/clj-antlr

Clojure bindings for the ANTLR 4 parser

Primary LanguageClojure

Clj-Antlr

Clojure bindings for the ANTLR 4 parser library, an adaptive LL(*) parser. Looks a lot like Instaparse, only much faster, with richer grammar definitions, and none of Instaparse's delightful features.

Installation

Just add clj-antlr to your project.clj, and load a grammar file at runtime.

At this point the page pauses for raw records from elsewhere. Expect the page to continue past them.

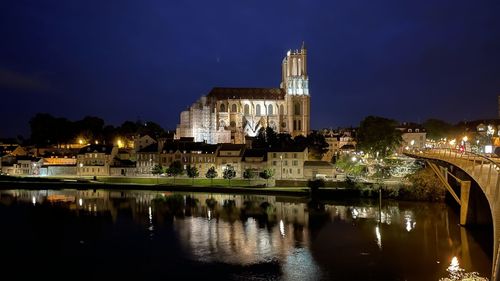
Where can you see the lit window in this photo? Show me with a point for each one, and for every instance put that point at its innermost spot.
(296, 108)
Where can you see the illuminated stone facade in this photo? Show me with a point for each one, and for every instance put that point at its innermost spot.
(227, 115)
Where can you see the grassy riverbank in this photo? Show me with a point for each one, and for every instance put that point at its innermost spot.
(421, 187)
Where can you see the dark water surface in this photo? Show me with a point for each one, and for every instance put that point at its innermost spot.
(147, 235)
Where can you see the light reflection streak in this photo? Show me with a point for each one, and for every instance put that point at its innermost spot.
(282, 228)
(379, 237)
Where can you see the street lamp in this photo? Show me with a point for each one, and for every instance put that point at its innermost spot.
(281, 170)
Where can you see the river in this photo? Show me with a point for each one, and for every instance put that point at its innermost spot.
(149, 235)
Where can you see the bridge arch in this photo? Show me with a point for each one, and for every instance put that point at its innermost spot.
(484, 183)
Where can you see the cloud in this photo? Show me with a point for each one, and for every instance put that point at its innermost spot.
(13, 80)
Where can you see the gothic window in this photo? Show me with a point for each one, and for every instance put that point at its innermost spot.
(296, 108)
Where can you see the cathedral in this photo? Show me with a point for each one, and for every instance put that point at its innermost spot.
(229, 115)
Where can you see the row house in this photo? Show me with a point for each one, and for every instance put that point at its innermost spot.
(287, 163)
(147, 158)
(198, 154)
(229, 155)
(95, 160)
(413, 136)
(22, 166)
(255, 160)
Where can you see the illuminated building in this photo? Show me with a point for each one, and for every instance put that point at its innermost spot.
(95, 160)
(414, 136)
(228, 115)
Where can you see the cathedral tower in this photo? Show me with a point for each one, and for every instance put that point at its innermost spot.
(295, 82)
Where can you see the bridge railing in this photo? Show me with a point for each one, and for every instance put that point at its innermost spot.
(482, 169)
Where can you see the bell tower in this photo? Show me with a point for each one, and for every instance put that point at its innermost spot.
(295, 82)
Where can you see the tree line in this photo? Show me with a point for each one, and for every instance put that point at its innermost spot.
(49, 130)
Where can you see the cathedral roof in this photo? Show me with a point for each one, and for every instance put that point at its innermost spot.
(247, 93)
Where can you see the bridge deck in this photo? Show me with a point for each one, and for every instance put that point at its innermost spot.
(485, 172)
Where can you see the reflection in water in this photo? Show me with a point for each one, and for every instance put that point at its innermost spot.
(250, 235)
(457, 273)
(379, 237)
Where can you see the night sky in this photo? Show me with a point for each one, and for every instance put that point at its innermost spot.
(149, 60)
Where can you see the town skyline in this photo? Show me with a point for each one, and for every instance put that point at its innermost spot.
(403, 61)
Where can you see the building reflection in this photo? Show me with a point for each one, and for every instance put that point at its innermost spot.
(250, 229)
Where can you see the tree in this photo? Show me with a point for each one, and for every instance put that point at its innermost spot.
(192, 172)
(316, 145)
(211, 174)
(175, 169)
(229, 173)
(267, 174)
(157, 170)
(378, 135)
(248, 174)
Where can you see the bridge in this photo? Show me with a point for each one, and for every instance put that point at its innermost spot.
(480, 171)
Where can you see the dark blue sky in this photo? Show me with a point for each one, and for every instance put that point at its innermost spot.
(150, 59)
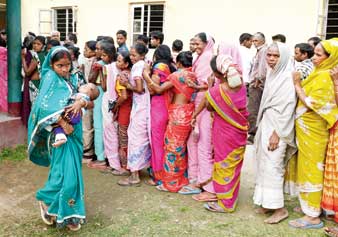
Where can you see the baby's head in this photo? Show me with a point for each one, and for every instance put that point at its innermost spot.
(91, 90)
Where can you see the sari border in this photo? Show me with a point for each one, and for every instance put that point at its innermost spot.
(222, 114)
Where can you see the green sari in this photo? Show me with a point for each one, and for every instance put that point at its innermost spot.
(63, 192)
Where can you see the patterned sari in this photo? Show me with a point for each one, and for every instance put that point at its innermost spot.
(159, 120)
(330, 190)
(312, 130)
(230, 122)
(174, 175)
(110, 139)
(63, 192)
(3, 80)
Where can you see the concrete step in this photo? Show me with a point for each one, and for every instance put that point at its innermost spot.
(12, 131)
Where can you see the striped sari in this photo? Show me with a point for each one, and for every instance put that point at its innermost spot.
(229, 135)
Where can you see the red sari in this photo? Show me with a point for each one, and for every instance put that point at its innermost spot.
(174, 175)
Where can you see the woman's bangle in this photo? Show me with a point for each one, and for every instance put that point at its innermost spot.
(86, 103)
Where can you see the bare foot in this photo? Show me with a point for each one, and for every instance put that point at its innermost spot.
(205, 197)
(278, 215)
(262, 210)
(298, 209)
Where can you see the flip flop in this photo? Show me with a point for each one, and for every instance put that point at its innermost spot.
(190, 190)
(329, 233)
(214, 207)
(47, 219)
(74, 227)
(120, 173)
(161, 188)
(150, 182)
(128, 182)
(208, 199)
(305, 224)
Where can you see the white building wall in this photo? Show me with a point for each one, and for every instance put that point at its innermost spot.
(223, 19)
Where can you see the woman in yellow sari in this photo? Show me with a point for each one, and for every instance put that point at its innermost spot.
(316, 113)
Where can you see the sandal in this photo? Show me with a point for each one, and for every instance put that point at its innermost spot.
(74, 227)
(298, 209)
(120, 172)
(161, 188)
(204, 197)
(300, 223)
(331, 231)
(188, 190)
(129, 182)
(47, 219)
(214, 207)
(150, 182)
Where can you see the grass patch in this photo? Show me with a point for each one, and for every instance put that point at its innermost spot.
(18, 153)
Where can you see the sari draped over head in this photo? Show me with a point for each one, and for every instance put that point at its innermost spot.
(63, 192)
(200, 150)
(281, 108)
(3, 80)
(229, 133)
(110, 131)
(139, 151)
(174, 175)
(313, 122)
(234, 52)
(159, 120)
(276, 114)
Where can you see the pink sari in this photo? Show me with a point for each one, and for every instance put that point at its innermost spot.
(200, 152)
(3, 80)
(110, 130)
(139, 151)
(233, 51)
(159, 120)
(229, 139)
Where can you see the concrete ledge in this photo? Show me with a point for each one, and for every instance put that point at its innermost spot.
(12, 131)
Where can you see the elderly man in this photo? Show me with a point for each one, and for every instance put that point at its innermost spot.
(274, 140)
(257, 78)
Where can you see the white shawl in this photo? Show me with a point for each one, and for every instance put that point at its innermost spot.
(279, 97)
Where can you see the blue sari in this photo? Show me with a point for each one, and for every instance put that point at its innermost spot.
(63, 192)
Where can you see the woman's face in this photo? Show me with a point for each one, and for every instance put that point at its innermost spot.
(134, 56)
(62, 67)
(37, 46)
(319, 55)
(71, 52)
(200, 45)
(120, 63)
(98, 50)
(272, 57)
(88, 53)
(105, 57)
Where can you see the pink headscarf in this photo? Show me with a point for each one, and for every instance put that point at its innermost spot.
(3, 80)
(202, 64)
(233, 51)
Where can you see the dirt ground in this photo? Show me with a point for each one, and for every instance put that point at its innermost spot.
(135, 211)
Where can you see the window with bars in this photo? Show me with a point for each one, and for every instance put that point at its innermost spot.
(64, 21)
(146, 19)
(60, 19)
(332, 19)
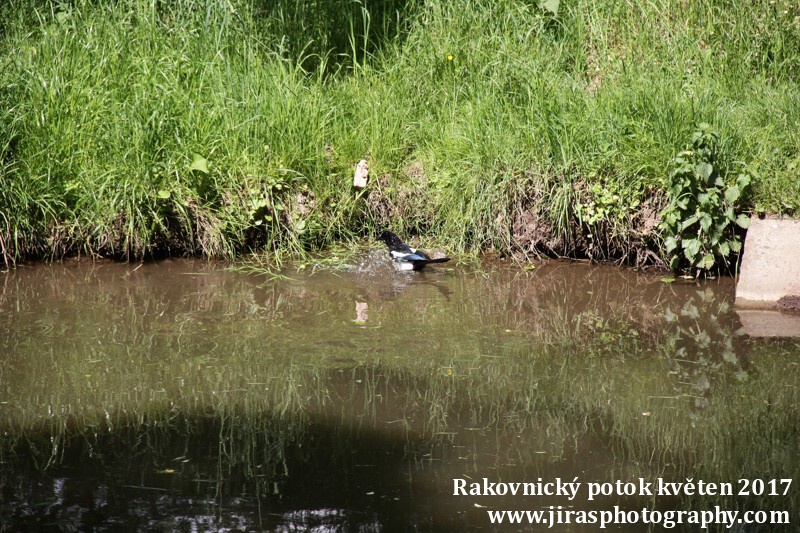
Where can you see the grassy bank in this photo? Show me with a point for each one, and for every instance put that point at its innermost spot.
(214, 127)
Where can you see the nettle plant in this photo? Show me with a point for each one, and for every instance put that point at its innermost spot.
(700, 218)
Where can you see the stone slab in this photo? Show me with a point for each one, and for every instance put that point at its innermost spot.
(770, 263)
(762, 323)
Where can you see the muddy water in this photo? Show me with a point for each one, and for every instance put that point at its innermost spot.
(186, 396)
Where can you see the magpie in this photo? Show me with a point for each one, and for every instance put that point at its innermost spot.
(406, 257)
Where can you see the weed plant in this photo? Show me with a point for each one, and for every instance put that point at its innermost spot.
(141, 128)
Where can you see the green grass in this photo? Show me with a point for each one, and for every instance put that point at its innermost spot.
(213, 127)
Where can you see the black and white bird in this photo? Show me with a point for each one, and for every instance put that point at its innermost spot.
(406, 257)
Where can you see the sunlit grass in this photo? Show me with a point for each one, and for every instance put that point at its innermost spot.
(472, 116)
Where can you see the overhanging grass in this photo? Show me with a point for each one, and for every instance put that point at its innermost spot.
(208, 127)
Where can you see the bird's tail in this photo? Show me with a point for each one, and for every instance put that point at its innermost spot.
(429, 261)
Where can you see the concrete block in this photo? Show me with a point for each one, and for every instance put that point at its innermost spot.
(770, 267)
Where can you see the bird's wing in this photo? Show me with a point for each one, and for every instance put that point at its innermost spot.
(413, 256)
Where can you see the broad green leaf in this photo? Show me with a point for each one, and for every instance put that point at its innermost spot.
(199, 164)
(743, 221)
(732, 194)
(688, 222)
(704, 170)
(691, 248)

No ANTLR installation is required; clj-antlr will load the grammar for you, no compilation needed. No macros, either! Running the parser in interpreted mode is a tad slower than the compiled parsers that Antlr can emit, but means a lot less hassle for folks to get started.

Usage

user=> (require ['clj-antlr.core :as 'antlr])
nil
user=> (def json (antlr/parser "grammars/Json.g4"))
#'user/json
user=> (pprint (json "[1,2,3]"))
(:jsonText
 (:jsonArray
  "["
  (:jsonValue (:jsonNumber "1"))
  ","
  (:jsonValue (:jsonNumber "2"))
  ","
  (:jsonValue (:jsonNumber "3"))
  "]"))

Parsers act like functions, and can take strings, InputStreams, and Readers as their arguments. They emit trees of lists: each list begins with the keyword node name, and is followed by the nodes' children. Terminal nodes are represented as strings.

You can define parsers directly with strings, too. ANTLR 4.2 will complain but compile successfully; 4.2.1 will include a patch to fix that.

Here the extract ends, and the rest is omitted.